В толпе оказалось немало бежавших британских пленных, и продвигались мы очень медленно.
В четыре часа дня в Сарнано толпа ликовала еще сильнее, чем где-либо, поскольку немцы ушли оттуда только вчера. Наш друг-партизан находился не в городе, а в деревушке в тринадцати километрах по второстепенной дороге. Мы отправились туда и наконец разыскали его: человека с мрачным лицом и жестким взглядом, который не особо мне понравился, но показался более толковым, чем его разряженные товарищи. Он отправил людей в Толентино, город в двадцати трех километрах впереди, на реке Кьенти, чтобы проверить слухи о его эвакуации. Они уехали на телеге и предполагали вернуться часам к десяти вечера. Согласимся ли мы, всем отрядом, пообедать с партизанами в деревенском трактире, пока дожидаемся возвращения разведчиков?

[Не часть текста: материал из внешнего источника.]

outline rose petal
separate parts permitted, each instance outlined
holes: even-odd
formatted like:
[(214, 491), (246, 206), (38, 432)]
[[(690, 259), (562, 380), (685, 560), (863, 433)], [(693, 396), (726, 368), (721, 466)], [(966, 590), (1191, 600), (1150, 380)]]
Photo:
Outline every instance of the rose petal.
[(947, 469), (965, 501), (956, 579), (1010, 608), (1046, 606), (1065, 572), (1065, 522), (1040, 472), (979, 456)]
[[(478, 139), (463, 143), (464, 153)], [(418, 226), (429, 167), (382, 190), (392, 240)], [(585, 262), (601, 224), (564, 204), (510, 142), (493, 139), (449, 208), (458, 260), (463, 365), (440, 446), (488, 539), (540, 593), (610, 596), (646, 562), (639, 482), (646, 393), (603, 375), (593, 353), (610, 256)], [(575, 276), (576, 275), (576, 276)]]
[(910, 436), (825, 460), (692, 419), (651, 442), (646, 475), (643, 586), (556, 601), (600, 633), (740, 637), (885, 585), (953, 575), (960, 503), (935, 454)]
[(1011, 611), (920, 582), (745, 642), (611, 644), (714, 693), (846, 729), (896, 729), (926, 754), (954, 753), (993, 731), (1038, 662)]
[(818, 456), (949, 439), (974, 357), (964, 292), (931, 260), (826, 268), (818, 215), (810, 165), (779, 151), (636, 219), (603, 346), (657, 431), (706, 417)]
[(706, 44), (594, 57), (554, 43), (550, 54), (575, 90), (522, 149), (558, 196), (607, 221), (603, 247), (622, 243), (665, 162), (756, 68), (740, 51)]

Мы единодушно приняли приглашение. Я с раннего утра сидел за рулем, не останавливаясь на еду (был дорог каждый час), а встречи с ликующими толпами в каждом городе изрядно выматывали. Так что такое приглашение было в радость. На вечернем сеансе связи поступили новости от Боба Юнни. Он находился в десятке километров от побережья и не больше чем в тридцати – к востоку от нас, если по прямой, и у него все было в порядке. Территория по-прежнему кишела немцами, но их постоянно донимала наша авиация, которая, получая данные от Боба, наносила противнику ощутимый урон. Он рассказал, что немецкий арьергард находится в пятидесяти пяти километрах южнее, чем он (выходило, что если мы с Бобом на одном уровне, значит, немцы в глубине полуострова отступают быстрее, чем на побережье). По информации Боба, враг собирался закрепиться вдоль Кьенти – эту реку я планировал форсировать ночью. Получалось, если сведения Боба верны, шансов на это у нас не было.

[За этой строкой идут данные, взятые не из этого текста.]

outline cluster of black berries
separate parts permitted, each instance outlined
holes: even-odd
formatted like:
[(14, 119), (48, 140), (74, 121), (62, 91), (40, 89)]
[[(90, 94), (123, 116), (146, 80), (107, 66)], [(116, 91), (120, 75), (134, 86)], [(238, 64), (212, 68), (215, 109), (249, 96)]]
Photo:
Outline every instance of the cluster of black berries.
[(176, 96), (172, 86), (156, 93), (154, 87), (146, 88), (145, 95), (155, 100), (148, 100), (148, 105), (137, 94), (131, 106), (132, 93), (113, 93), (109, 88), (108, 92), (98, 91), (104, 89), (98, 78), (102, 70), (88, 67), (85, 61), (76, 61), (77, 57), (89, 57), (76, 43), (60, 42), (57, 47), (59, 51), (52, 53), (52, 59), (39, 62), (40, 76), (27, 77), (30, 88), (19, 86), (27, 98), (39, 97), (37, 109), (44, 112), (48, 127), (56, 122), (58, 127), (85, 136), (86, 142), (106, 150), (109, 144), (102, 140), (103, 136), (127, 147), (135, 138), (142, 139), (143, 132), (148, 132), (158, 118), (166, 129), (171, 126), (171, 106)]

Партизанский обед готовился небыстро. В десять мы всё еще не сели за стол, и я сильно разозлился на их командира, который виновато оправдывался тем, что его люди пока не вернулись из Толентино, а значит, поесть мы успеем. Когда еду подали, я понял, что она стоила ожидания. Кэмерон, мой сосед по столу, обычно весьма умеренный в пище, вопреки обыкновению, накладывал себе побольше. Он не пил спиртного, но все равно сделался очень разговорчивым и рассказал всем собравшимся историю о капрале Уилсоне и его чересчур бурном приветствии.

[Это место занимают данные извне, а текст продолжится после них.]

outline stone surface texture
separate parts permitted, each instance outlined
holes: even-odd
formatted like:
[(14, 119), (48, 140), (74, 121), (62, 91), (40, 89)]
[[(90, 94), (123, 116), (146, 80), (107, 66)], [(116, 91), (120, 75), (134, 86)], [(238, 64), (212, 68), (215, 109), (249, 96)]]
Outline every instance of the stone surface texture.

Наконец появился предводитель разведывательной группы. Он проехал на своей телеге за реку и в Толентино, встретив немцев только на рыночной площади. Он пообещал, как только перекусит, провести нас в Толентино проселочными дорогами.
Еще один освобожденный итальянский городок
В полночь, с проводником-партизаном на заднем сиденье моего джипа, я повел колонну в темноту. Поскольку передовые подразделения наших войск (в той местности, по которой мы прошли) еще отставали от нас на двести сорок километров, я решил, что немцы, чью бдительность усыпило ложное чувство безопасности, еще не организовали оборону по реке и, если удастся переправиться, к утру мы будем глубоко во вражеском тылу.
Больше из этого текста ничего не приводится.